## Replacing missing values
By the end of this lecture you will be able to:
- replace missing values with a constant
- replace missing values with a strategy

In [1]:
import polars as pl

In [2]:
data = {
    "Name": ["Alice", "Bob", "Bob", "Bob", "Alice"],
    "Age": [25, None, 30, None, None],
    "Score": [85.0, 90.5, None, 88.0, 92.0]
}

In [3]:
df = pl.DataFrame(data)

In [4]:
df

Name,Age,Score
str,i64,f64
"""Alice""",25.0,85.0
"""Bob""",,90.5
"""Bob""",30.0,
"""Bob""",,88.0
"""Alice""",,92.0


## Replace missing values with a constant
We replace missing values in an expression using `fill_null`

In [5]:
df_filled = df.with_columns([
    pl.col("Name").fill_null("Unknown"),
    pl.col("Age").fill_null(0),
    pl.col("Score").fill_null(1)
])

In [6]:
df_filled

Name,Age,Score
str,i64,f64
"""Alice""",25,85.0
"""Bob""",0,90.5
"""Bob""",30,1.0
"""Bob""",0,88.0
"""Alice""",0,92.0


In this case `fill_null` has `cast` the columns from integer to string dtype!

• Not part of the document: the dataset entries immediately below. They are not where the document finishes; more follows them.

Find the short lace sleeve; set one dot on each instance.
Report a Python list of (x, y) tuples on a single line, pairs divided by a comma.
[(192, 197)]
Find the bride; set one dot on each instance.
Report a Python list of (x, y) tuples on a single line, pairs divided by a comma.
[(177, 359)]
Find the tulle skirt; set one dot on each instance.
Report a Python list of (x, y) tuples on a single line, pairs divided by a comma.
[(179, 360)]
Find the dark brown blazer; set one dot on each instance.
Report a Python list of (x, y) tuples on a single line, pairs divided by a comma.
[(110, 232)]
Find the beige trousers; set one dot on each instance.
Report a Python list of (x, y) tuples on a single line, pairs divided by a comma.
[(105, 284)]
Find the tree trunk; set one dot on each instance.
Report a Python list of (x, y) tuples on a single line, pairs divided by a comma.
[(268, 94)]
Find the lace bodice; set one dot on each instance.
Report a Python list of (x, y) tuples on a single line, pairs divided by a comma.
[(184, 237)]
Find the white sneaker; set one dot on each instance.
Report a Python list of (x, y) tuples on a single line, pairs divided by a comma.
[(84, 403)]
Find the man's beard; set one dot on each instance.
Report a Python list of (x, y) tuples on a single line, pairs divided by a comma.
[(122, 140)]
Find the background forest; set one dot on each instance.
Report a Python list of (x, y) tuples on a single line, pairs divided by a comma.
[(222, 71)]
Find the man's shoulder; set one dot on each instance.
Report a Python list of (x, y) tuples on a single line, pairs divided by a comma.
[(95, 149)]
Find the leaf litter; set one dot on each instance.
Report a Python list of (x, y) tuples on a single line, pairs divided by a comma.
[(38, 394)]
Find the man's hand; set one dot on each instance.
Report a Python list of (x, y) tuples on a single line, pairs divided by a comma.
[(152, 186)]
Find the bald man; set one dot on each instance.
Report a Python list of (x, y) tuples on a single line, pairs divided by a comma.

## Replace missing values with a strategy
We can also replace missing values with a stragegy including:
- forward: replace with the previous non-`null` value
- backward: replace with the next non-`null` value
- min: replace with the smallest value in the `Series`
- max: replace with the largest value in the `Series`
- mean: replace with the mean value in the `Series`

### Forward strategy
In the forward strategy the missing values are replaced with the previous non-`null` values

### Orignal Data frame

In [7]:
df

Name,Age,Score
str,i64,f64
"""Alice""",25.0,85.0
"""Bob""",,90.5
"""Bob""",30.0,
"""Bob""",,88.0
"""Alice""",,92.0


In [8]:
(
    df
    .with_columns(
        pl.col("Age").fill_null(strategy = "forward"),
        pl.col("Score").fill_null(strategy= "backward")
    )
)

Name,Age,Score
str,i64,f64
"""Alice""",25,85.0
"""Bob""",25,90.5
"""Bob""",30,88.0
"""Bob""",30,88.0
"""Alice""",30,92.0


We can set a limit on how many rows to fill-forward or backward with `limit`

### Orignal Data frame

In [9]:
df

Name,Age,Score
str,i64,f64
"""Alice""",25.0,85.0
"""Bob""",,90.5
"""Bob""",30.0,
"""Bob""",,88.0
"""Alice""",,92.0


In [10]:
(
    df
    .with_columns(
        pl.col("Age").fill_null(strategy="forward", limit=1)
    )
)

Name,Age,Score
str,i64,f64
"""Alice""",25.0,85.0
"""Bob""",25.0,90.5
"""Bob""",30.0,
"""Bob""",30.0,88.0
"""Alice""",,92.0


## Replacing missing values by group
In this example we have missing values in `Age` and we want to fill them with a fill-forward strategy. 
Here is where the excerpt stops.